Job, le prédestiné.
X
Un dimanche soir, au commencement de juillet, Bernard, avec Adèle et Charles, monta, par la rue de la Truie-qui-file, vers la butte du vieux Mans.
Il aimait cet étrange quartier dont les logis, fastueux jadis, mais abandonnés à une plèbe famélique, lui représentaient les contrastes de sa vie paradoxale. D’un balcon du XVIIIe siècle aux ferronneries compliquées et délicates, d’une fenêtre altière close par des guenilles en guise de vitres, des gamins loqueteux se lançaient des pelures d’orange. Plus loin, sur la façade lézardée d’une maison à pilastres et à rinceaux, au-dessus d’un bas-relief où une Ève enguirlandée de feuillages cueillait pour Adam une pomme grosse comme une mappemonde, se lisait cette enseigne : « Saullgrain, casseur de bois. » Des allées nauséabondes laissaient entrevoir des escaliers de la Renaissance qu’avait dessinés pour un prince quelque Jean Goujon. Contre une porte monumentale aux pierres taillées en pointes de diamant et montrant encore l’écusson d’armoiries détruites, de vieilles mendiantes se tenaient accotées, leurs genoux entre leurs mains ; hâves, elles levaient des faces de harpies sur Bernard et ses enfants et les regardaient avec une méfiance envieuse, ne soupçonnant guère que ces bourgeois, d’allure élégante, étaient ou avaient été proches d’elles dans leur dénûment.
Bernard se souvenait d’avoir connu la faim ; mais il était sorti de la forêt sauvage où elle le pourchassait. La rencontre du missionnaire fut celle du bon Samaritain qui porte le moribond sur son âne jusqu’à l’hôtellerie. Peu après, son confrère Leroy lui prêta cinq cents francs ; la lettre attendue de Fergus Fergusson arriva, contenant un chèque de deux mille livres.
L’excès même de ses malheurs avait rompu la grille barbelée des calomnies et des malveillances qui écartait de sa librairie la clientèle fructueuse. On y rencontrait maintenant des personnages de poids, la marquise de La Rapinière, M. Parochel, érudit sagace et jovial, président généreux de toutes les sociétés charitables.

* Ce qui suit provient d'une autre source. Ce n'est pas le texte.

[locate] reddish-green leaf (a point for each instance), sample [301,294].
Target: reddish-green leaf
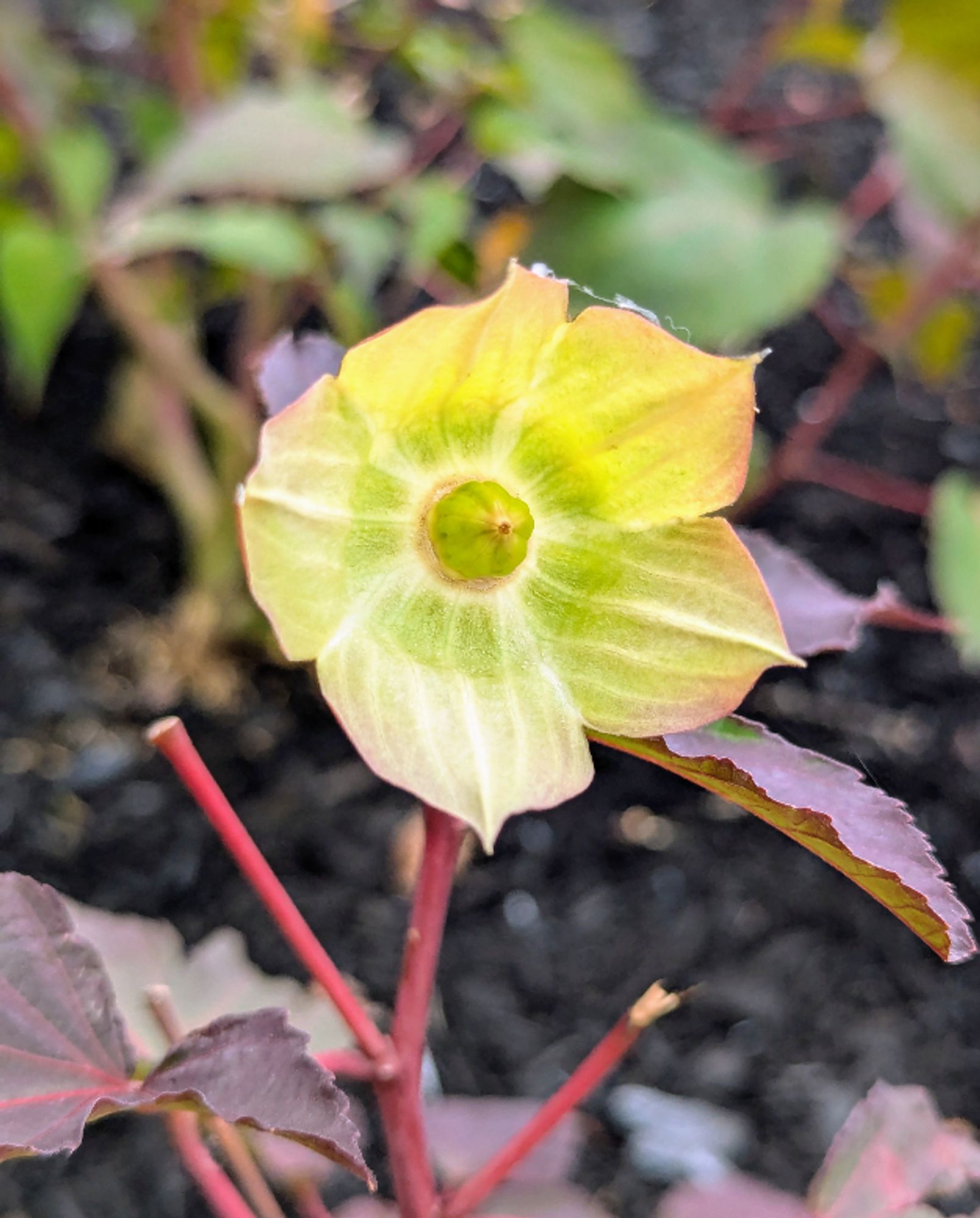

Le docte, mais batailleur chanoine Quoniam y donnait rendez-vous au chanoine Leguicheux, doux humaniste, qui savait par cœur des chants entiers de l’Énéide et préparait depuis des années une apologie de Pierre de Ronsard, glorieux chanoine du Mans. M. Leguicheux valut au libraire la pratique du chanoine Fonbonne, son ami, comme lui chauve et portant lunettes, homme courtois, théologien sûr, grand amateur d’ouvrages mystiques dont il recherchait, en bibliophile, les éditions épuisées.
Grâce à un petit prospectus envoyé à tous les presbytères du diocèse, Bernard atteignait aussi les clients de passage, ecclésiastiques se rendant à l’évêché, riches campagnardes qui, les jours de foire, venaient acheter chez lui des paroissiens et des souvenirs de communion.
Adèle n’aurait pas suffi à l’aider. Toustain lui avait découvert un commis, ayant nom Frimbault. Ce garçon, blessé à Verdun, amputé d’une jambe, accepta d’humbles appointements pour collaborer à une œuvre de librairie, belle à ses yeux comme un apostolat. Honnête, méthodique, acharné au labeur, il déployait, en outre, des qualités qui manquaient à Bernard ; il faisait admirablement les paquets, savait prévoir l’équilibre des recettes et des débours ; il attirait le public par son empressement à servir et combinait d’avantageuses réclames.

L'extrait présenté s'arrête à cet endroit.